1 second keeps the user's flow of thought seamless. Users can sense a
delay, and thus know the computer is
generating the outcome, but they still
feel in control of the overall
experience and that they're moving
freely rather than waiting on the
computer. This degree of
responsiveness is needed for good
navigation.
10 seconds keeps the user's attention. From 1–10 seconds, users
definitely feel at the mercy of the
computer and wish it was faster, but
they can handle it. After 10 seconds,
they start thinking about other
things, making it harder to get their
brains back on track once the computer
finally does respond.
A 10-second delay will often make
users leave a site immediately. And
even if they stay, it's harder for
them to understand what's going on,
making it less likely that they'll
succeed in any difficult tasks.
As a rule of thumb, think that you always should aim for a balance of optimization time vs time gained. Don't spend days optimizing the hell out of one routine when your images aren't compressed correctly, or your scripts/css not combined. Yes, faster is better, but a 90% gain in generating the page by setting up a smart cache beats a 10% gain after one week tweaking the algorithm.

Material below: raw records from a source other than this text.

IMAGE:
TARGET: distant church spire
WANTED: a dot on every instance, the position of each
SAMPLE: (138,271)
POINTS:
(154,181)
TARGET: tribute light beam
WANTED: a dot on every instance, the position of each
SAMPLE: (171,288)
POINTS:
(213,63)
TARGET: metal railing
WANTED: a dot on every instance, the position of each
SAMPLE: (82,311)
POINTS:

Also don't look too much into the first-render-time when the framework has to load everything, but use stress-testing, cached or not, to simulate various situations.

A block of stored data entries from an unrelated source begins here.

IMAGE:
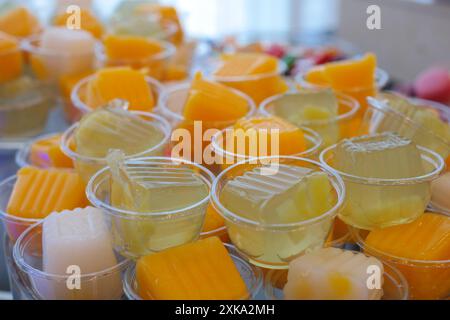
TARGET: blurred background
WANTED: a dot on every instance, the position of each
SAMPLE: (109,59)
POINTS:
(414,33)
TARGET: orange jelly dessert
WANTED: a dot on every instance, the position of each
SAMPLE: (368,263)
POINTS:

Now, some data; some of the latest sites i worked on used DotNetNuke, a huge open-source CMS, and Asp.Net MVC where you nearer to the metal. Average page time with average db queries was 600-700 milliseconds for DotNetNuke. For Asp.net MVC, it's 70-100 milliseconds... Users really like the second one :)

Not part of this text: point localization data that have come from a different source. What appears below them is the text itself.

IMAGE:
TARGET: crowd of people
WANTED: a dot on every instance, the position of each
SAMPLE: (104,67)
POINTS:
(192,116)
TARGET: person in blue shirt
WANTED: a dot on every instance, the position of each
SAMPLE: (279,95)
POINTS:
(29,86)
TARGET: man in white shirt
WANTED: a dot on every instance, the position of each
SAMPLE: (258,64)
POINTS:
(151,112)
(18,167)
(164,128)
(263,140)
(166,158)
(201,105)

There's no 'right' answer to this - the faster the better. Personally I normally aim for < 200ms, although I know from experience that it can be quite difficult to achieve this in Rails on anything but simple apps. Try and figure out where your bottlenecks are and cache what you can.
Edit: There seems to be some confusion between page generation time and page render time. Obviously a quick page render is the goal, and on most sites doing things like reducing HTTP requests, gzipping CSS/JS are where you can get most of your quick wins. But if the page itself can take 4-5 seconds to generate, then you're probably right that your app is where you should start.
It depends on whether nothing is displayed for 2.5-4 seconds, or that the user already sees (a part of) the page from the start, and it finishes loading completely after 2.5-4 seconds. In that case the user doesn't experience a 2.5-4 second load. Take the http://www.nytimes.com/ website; I see most of it right away, but according to the Web Inspector it takes 1.94 seconds for it to be loaded completely.
And keep in mind that the speed will also depend on the browser, computer, internet connection. What's fast for you might be slower for others.
Measure your apdex score and see how it is performing. That will give you a rough indiciation. From there, you can decide how you want to increase performance.
It also depends on what your site is; an system application for a business or software as a service (SaaS)? If it's a system application, the users are forced to use it to performance can be negotiated. If it is a SaaS, then the higher your apdex score, the more chance you have of losing your user's interest.
There are a few gems out there that measure performance and report on what your apdex is.
Here's a little more info: http://apdex.org/blog/?p=630
My personal rule - no page should take more than 0.05 seconds, or you are in troubles.
As long as you write proper code, you don't need to spend much time on optimization to stay under 0.05.
If you stick to giant frameworks, then you are out of luck.